Beginning June 1, your lender is likely to order a second full credit screening immediately before closing. Realtors warn clients of this because in the past it "may" have happened but it seems this is becoming common practice.
The last-minute credit report will be designed to find out whether you have obtained - or even shopped for - new debt between the date of your loan application and the closing. If you've made applications for credit of any type - for furnishings and appliances for the new house, a car, landscaping, a home equity line, a new credit card, you name it - the closing could be put on hold pending additional research by the lender.
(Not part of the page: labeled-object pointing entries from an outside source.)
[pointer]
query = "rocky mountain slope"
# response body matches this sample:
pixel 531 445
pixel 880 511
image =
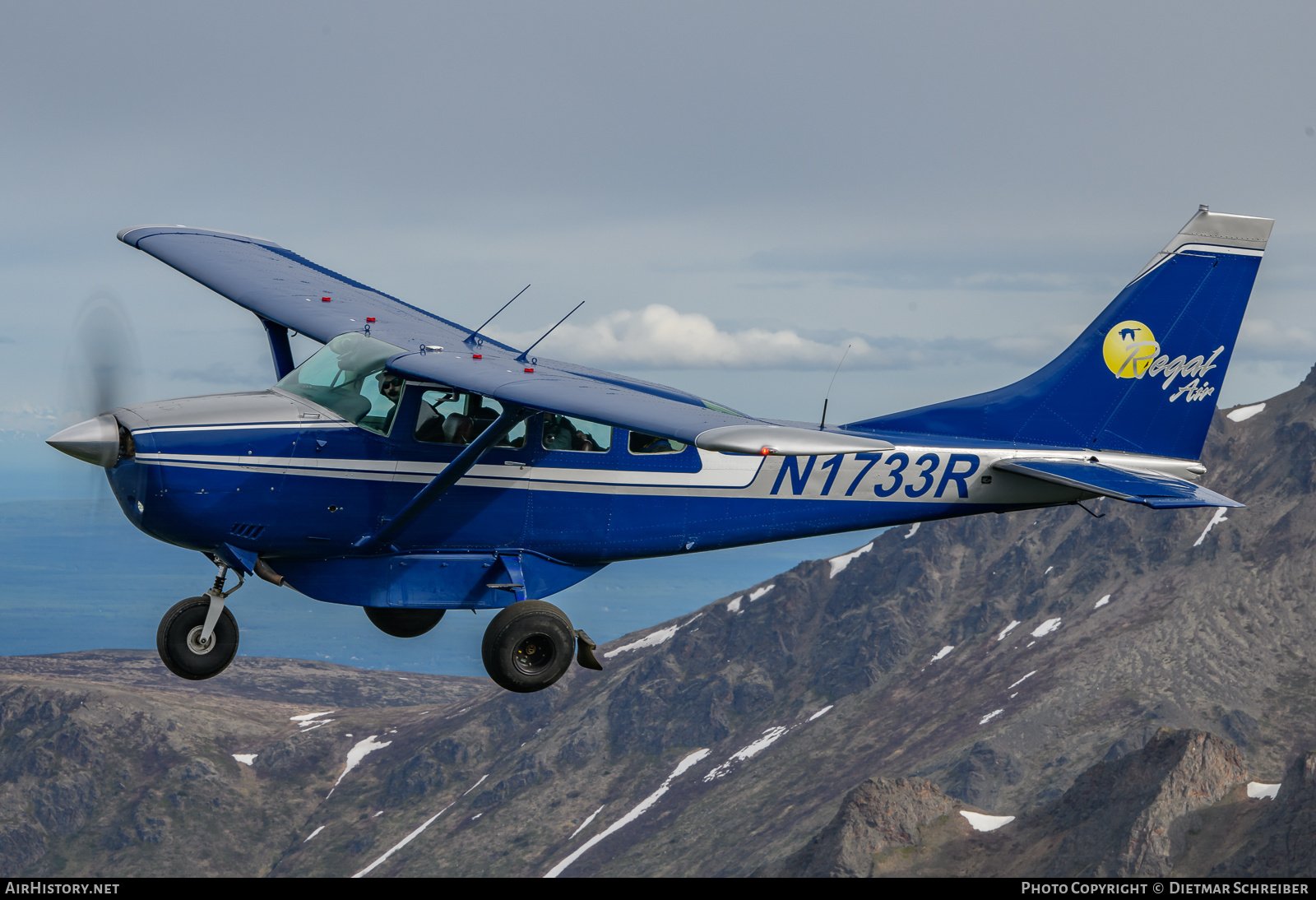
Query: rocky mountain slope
pixel 1002 665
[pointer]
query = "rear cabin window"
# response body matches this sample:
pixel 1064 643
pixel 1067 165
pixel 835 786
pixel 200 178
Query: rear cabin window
pixel 644 443
pixel 451 416
pixel 563 434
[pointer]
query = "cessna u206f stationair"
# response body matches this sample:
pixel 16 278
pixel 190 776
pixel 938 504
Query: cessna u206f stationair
pixel 414 466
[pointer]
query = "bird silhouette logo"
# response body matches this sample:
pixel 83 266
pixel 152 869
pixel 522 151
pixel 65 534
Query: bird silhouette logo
pixel 1129 349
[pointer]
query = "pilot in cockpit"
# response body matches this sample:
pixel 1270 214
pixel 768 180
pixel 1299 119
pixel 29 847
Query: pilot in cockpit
pixel 390 388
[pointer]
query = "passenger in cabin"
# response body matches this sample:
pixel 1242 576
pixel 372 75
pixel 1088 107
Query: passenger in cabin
pixel 558 434
pixel 482 415
pixel 392 387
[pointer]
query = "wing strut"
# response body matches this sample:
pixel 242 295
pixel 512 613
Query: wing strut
pixel 280 348
pixel 498 429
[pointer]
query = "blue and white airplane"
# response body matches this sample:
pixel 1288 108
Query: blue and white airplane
pixel 414 466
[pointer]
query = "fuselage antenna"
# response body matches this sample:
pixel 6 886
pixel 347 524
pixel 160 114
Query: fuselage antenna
pixel 526 353
pixel 822 421
pixel 475 336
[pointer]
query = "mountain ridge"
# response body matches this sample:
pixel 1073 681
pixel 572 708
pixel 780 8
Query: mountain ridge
pixel 724 741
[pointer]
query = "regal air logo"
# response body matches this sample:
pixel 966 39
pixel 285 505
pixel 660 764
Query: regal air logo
pixel 1131 350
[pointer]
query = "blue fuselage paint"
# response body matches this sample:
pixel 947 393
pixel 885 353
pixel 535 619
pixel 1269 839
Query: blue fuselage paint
pixel 276 476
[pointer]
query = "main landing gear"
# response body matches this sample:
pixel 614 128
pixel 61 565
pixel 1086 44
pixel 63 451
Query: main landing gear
pixel 197 637
pixel 530 645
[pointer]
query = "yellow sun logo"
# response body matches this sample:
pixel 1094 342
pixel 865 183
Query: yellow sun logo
pixel 1129 349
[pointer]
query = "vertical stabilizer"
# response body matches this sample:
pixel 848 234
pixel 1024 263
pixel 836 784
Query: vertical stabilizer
pixel 1145 375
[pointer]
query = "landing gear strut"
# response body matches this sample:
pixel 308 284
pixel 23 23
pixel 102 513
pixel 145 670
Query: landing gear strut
pixel 197 637
pixel 530 645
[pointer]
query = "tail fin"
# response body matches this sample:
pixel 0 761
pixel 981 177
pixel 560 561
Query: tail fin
pixel 1144 377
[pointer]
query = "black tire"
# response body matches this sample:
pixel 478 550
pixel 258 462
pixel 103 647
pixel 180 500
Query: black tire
pixel 528 647
pixel 403 623
pixel 179 656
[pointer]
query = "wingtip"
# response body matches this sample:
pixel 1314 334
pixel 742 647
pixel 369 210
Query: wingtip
pixel 133 236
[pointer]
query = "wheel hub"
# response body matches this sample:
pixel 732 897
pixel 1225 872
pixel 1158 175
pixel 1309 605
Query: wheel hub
pixel 197 645
pixel 533 654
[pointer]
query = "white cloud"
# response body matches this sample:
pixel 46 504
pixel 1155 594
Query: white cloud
pixel 661 337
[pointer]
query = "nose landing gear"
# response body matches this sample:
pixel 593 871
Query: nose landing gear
pixel 197 637
pixel 530 645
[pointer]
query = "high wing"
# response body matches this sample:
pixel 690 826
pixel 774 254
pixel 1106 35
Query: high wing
pixel 1147 487
pixel 290 291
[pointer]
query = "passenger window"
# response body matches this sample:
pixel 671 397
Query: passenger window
pixel 451 416
pixel 642 443
pixel 563 434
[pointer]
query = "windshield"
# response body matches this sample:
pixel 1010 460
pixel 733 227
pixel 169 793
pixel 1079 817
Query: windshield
pixel 348 377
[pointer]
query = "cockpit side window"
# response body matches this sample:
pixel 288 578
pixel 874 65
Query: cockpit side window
pixel 451 416
pixel 348 377
pixel 563 434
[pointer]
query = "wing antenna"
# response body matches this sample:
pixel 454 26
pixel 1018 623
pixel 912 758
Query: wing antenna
pixel 526 353
pixel 822 421
pixel 474 337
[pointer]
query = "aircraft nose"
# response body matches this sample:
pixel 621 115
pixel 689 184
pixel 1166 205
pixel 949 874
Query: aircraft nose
pixel 95 441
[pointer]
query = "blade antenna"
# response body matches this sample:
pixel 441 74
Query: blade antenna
pixel 526 353
pixel 474 336
pixel 822 421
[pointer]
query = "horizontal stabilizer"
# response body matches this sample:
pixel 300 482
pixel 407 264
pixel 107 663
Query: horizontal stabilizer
pixel 1156 489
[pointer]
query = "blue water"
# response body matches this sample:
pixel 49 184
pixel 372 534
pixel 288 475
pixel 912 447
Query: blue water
pixel 76 575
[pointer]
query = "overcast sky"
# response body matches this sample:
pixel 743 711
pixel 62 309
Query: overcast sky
pixel 739 191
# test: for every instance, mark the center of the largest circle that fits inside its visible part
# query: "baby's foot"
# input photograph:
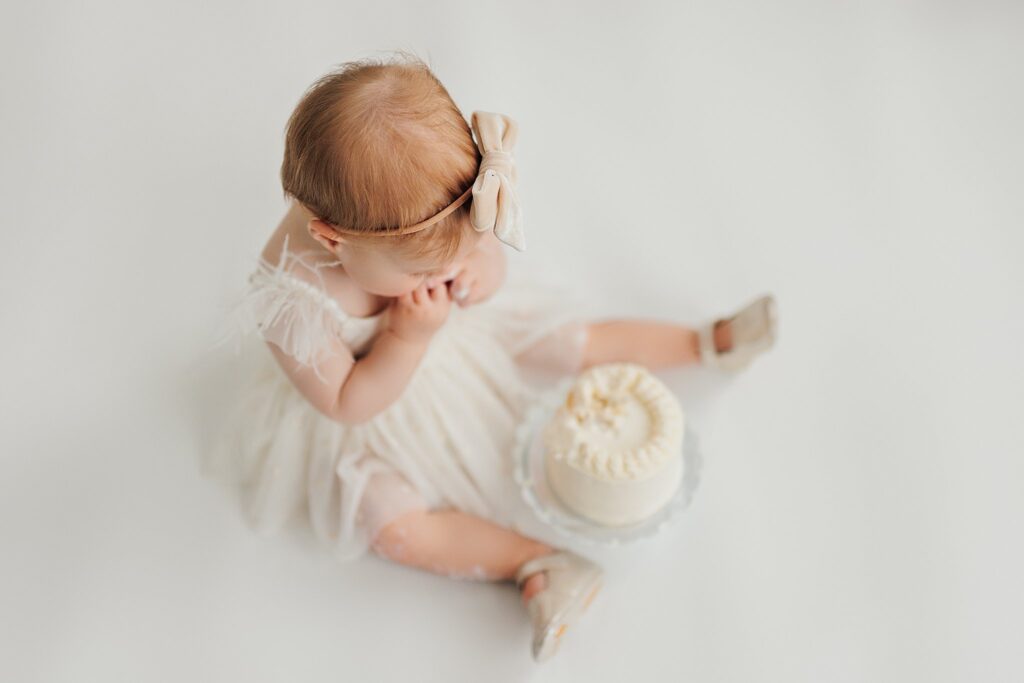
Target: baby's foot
(534, 585)
(723, 335)
(731, 343)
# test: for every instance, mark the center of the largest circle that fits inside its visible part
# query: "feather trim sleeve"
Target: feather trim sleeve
(299, 317)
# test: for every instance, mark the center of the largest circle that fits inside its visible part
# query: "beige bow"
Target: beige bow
(496, 205)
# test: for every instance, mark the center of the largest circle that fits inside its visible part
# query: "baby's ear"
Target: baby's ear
(324, 233)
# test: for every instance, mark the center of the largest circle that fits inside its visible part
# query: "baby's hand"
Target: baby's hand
(417, 315)
(482, 272)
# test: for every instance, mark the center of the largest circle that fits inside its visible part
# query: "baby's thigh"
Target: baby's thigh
(387, 496)
(559, 351)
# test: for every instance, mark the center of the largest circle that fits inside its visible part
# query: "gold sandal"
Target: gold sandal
(572, 582)
(754, 330)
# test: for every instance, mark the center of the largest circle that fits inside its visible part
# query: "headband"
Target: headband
(496, 205)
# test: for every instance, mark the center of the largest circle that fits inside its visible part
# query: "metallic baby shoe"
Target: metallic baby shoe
(754, 331)
(572, 581)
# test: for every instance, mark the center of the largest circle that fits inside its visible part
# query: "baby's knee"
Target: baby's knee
(397, 539)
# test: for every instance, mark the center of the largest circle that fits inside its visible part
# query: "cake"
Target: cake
(612, 451)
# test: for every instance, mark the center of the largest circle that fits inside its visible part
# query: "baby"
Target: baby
(397, 337)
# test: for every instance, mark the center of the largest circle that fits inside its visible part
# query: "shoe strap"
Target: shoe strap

If you've actually taken out new loans that are sizable enough to affect the debt-to-income ratio calculations used in your original mortgage approval, the whole deal could fall through. The added debt load could render you ineligible for the mortgage because you suddenly appear unable to handle the payments without a strain on your household budget.
I have had many clients tempt the credit gods and apply for furniture credit lines or get pre-approved for a Lowe's credit line for home repairs before their closing and when the mortgage company did a last minute credit check since from the start, their credit was iffy, the deal fell through. Getting your deposit money and closing costs together are hard enough, do not throw everything out of the window by having anything effect your credit. Closings usually occur in a 30-60 day period. Raising a red "credit" flag is not work losing your home over such a short period of time.
The June 1 changes are part of a new effort by mortgage giant Fannie Mae to cut down on slipshod underwriting by lenders and fraud by borrowers. Fannie's "loan quality initiative" will require lenders not only to pull two credit reports for each mortgage transaction but to perform additional verifications of borrower occupancy plans for the property, Social Security numbers and Individual Taxpayer Identification Numbers.